Due to the body's natural self-preservation instincts, you cannot (normally) kill yourself through spellcasting. There are disadvantages which will allow you to override your self-preservation instinct, or a particularly intense situation might inspire you to give your life for the cause, but normally, you cannot cast spells that will drop you below 1 HP. (You can, of course, still be brought to 0 HP by a combination of spellcasting and taking incoming damage.)

In all other ways, they function like a normal priest or mage: they must still apprentice to a master or study at the Magic Users' Institute to learn their spell schools; they must maintain Focus while casting or suffer backlash; they cannot worship both the Gods and the Demons. The only difference is in how they get energy to cast the spells.

Playing a Blood Mage

Magic is not always the answer for you. You are more cautious and pragmatic, and generally seek non-magical solutions to problems, to avoid hurting yourself unnecessarily. Casting spells doesn't carry with it a sensation of pain, but of growing weakness. And if it's truly necessary, you are glad to do it, of course.

You won't call yourself a "Blood Mage" - this is the term the Magic Users' Institute has concocted to refer to the use of a person's health to cast spells. Blood Mages who specialize primarily in Holy refer to themselves as Theurgists. Unholy Blood Mages (which is a chilling term all on its own) prefer Warlocks. An Elemental Blood Mage would call him/herself a Shaman.

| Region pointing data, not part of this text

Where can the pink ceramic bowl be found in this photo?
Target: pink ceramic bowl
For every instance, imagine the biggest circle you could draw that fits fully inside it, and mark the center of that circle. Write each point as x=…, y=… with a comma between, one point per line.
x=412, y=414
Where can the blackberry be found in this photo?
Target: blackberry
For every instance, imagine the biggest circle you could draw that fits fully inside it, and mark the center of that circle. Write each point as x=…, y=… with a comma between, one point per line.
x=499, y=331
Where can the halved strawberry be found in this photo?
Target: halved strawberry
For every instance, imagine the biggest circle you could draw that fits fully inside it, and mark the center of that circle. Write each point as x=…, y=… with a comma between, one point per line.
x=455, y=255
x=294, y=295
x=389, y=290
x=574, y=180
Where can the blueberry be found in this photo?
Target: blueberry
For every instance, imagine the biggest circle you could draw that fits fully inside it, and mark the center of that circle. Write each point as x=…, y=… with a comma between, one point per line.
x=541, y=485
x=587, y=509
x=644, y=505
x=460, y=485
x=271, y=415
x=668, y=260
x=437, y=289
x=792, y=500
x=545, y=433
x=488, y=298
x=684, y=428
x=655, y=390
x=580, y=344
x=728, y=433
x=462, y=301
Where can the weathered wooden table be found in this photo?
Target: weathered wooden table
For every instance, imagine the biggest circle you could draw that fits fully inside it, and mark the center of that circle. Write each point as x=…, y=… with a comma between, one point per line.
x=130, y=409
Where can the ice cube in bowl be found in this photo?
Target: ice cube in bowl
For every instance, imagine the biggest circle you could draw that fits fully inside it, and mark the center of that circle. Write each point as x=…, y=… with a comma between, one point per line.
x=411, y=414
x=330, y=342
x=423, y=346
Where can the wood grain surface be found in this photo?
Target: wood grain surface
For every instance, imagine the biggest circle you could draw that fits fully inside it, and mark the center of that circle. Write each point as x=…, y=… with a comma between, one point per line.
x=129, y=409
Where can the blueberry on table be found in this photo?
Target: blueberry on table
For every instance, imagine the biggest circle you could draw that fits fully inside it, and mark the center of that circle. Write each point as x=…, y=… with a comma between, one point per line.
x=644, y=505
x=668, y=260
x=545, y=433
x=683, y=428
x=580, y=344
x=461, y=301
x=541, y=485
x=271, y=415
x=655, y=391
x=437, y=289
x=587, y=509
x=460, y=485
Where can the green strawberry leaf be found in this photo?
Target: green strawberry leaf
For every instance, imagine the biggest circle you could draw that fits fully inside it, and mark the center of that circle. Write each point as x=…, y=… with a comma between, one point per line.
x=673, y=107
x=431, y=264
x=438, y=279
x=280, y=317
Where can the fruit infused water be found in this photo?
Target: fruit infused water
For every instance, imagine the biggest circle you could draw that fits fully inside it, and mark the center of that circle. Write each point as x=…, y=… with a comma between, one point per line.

As you've probably figured out, it's worth it to put some extra points into buffing up your HP. You will NOT have MP in addition to HP; the only resource for casting spells is your health. Also keep in mind that your effective "MP" is twice what your HP is ...minus 2. So if you have 20 HP, you have 19 HP you can cast with (because you normally can't cast anything that will reduce you below 1 HP), which translates to 38 MP (not 39). Thus (HP x 2) - 2 = your MP. You can record this on your character sheet under MP if you wish, for easy record-keeping, but remember that it isn't actually MP. Remember also that any damage you take will reduce your MP pool accordingly. If you have 20 HP and take 5 points of damage, you're down to 15 HP, which would mean 28 MP remaining ((HP x 2) - 2).

You may also find yourself casting more defensive spells; sure you're going to be hurt (and lose HP) whether you cast the spell or not, but if the difference is between losing a couple HP casting a shield or losing a lot more HP by taking the hit, the shield's probably the better choice.

Just as with MP, HP is spent at the time the spell GOES OFF, and not before. So if you lose Focus in the middle, you'll have to deal with backlash, but you haven't lost that HP that the spell was going to require.